Variant of rugby union

Rugby tens, (also known as ten-a-side and Xs) is a variant of rugby union in which teams consist of ten players, typically split into five forwards and five backs. Matches are significantly shorter than traditional rugby union games, usually consisting of two ten-minute halves. Unlike other prominent rugby union variants, such as sevens and beach rugby, which originated in established rugby-playing nations, rugby tens was developed in Malaysia, a nation that has never qualified for the Rugby World Cup.

The rules (law variations) are similar to rugby sevens and are published on the World Rugby website.

==History==
Rugby tens was introduced by the Combined Old Boys Rugby Association (COBRA) of Malaysia in 1967 primarily, to enable Asian players to better compete with against larger-sized players from the traditional rugby playing nations. COBRA organized the first Rugby ten-a-side, tournament, COBRA 10s, that same year. It has grown from a local tournament into a prestigious international tournament, with more than 40 nations have been represented to date. Many players who have participated in the COBRA 10s have gone on to don national colours.
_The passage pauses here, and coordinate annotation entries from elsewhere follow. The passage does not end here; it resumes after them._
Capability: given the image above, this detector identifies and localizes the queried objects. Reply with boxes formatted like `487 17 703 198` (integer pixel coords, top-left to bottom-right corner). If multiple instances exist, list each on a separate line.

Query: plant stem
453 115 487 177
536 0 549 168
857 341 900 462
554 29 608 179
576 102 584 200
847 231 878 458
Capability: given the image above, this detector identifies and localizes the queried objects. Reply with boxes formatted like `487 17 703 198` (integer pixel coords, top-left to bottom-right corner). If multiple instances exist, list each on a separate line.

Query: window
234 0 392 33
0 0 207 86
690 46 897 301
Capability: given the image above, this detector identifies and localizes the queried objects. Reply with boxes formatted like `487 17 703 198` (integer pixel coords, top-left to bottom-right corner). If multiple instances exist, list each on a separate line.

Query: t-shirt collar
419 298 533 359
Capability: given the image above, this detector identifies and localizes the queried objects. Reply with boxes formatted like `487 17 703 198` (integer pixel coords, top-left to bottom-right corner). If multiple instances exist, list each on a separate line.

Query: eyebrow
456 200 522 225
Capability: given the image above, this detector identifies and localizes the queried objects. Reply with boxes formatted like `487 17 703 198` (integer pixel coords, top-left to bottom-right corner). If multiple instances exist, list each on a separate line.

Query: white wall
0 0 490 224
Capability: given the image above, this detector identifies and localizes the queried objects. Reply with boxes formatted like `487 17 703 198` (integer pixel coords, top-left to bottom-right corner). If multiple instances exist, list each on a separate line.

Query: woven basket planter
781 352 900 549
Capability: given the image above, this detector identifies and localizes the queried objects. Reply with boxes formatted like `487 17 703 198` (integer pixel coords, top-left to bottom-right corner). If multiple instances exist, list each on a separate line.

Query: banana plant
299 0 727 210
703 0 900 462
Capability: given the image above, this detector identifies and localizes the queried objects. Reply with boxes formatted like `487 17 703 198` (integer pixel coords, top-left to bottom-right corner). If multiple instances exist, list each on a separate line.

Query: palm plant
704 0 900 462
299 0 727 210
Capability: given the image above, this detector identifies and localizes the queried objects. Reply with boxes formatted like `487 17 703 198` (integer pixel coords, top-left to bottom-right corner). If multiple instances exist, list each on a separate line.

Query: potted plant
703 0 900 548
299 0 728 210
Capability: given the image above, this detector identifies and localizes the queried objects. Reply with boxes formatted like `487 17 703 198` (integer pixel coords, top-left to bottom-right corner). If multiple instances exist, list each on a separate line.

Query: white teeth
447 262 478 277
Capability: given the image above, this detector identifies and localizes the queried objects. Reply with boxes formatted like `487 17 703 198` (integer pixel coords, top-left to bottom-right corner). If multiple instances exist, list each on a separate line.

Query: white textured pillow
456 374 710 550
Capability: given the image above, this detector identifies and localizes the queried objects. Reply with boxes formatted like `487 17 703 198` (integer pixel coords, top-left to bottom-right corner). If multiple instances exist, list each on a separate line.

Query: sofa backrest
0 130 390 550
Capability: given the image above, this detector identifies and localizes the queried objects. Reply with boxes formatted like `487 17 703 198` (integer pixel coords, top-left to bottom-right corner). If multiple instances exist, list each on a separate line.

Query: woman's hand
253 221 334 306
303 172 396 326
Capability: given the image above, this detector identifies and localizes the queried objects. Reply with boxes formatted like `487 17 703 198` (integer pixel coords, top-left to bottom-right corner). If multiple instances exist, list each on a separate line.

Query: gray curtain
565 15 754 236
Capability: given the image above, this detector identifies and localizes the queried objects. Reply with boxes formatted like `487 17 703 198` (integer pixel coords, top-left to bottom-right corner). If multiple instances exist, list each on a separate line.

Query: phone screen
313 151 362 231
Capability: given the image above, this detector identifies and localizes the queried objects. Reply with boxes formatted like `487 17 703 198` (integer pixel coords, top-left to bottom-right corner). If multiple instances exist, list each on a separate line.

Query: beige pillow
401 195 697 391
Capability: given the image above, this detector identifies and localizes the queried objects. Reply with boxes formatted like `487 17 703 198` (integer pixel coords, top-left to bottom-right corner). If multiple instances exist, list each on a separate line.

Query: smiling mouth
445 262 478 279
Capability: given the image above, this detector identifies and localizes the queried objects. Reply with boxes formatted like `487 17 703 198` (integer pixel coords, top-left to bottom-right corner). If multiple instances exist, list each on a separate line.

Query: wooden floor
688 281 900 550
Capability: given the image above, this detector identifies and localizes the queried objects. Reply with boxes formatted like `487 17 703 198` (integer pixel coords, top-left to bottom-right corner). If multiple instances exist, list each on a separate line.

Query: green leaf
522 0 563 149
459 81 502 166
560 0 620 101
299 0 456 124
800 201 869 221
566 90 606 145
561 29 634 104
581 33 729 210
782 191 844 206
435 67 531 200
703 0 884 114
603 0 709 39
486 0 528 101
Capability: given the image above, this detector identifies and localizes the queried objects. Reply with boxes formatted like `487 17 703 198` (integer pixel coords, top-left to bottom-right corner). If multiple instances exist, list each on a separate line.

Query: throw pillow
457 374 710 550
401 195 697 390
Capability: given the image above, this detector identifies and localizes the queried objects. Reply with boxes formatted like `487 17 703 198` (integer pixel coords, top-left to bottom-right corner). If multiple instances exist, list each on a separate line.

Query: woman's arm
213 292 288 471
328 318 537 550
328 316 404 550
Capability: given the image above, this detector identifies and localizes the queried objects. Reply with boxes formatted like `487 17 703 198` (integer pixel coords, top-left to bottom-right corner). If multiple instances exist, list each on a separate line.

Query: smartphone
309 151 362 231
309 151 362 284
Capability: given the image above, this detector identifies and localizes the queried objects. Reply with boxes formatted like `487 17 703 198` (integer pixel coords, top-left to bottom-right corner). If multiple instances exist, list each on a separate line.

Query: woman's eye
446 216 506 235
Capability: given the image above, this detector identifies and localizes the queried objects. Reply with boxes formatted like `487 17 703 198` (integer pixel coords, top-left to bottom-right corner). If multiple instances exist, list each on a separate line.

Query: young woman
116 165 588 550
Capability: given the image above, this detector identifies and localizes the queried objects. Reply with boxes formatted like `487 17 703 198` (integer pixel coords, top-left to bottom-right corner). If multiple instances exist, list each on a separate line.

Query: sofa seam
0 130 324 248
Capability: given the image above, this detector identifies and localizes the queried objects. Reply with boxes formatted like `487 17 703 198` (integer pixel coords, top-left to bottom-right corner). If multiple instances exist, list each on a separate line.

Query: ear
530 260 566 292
The game is fairly popular in Malaysia, Indonesia, Singapore, Republic of Korea and Thailand, and especially in South Africa where it is growing very fast. Other tournaments have been organised in Europe, Africa, Australasia and North America.

==Features of the game==
A rugby tens match has two halves of 10 minutes each, though the tournament organiser may change this rule. The scrum has five players, instead of eight as in rugby XV or three as in rugby sevens.

== Tournaments==
Major rugby tens tournaments include:
- COBRA Rugby Tens (since 1967)
- Hong Kong Football Club Tens (since 1986),
- Cape Town Tens (since 2009)
- World Club 10s (2014-2018)
- Brisbane Global Rugby Tens (2017-2018)
- Flanders Open Rugby (since 1993),
- Manila 10s (since 1989)
- Stockholm 10s (since 1993)

The popular Cape Town Tens attracts teams from all over the world to South Africa during the first week of February each year.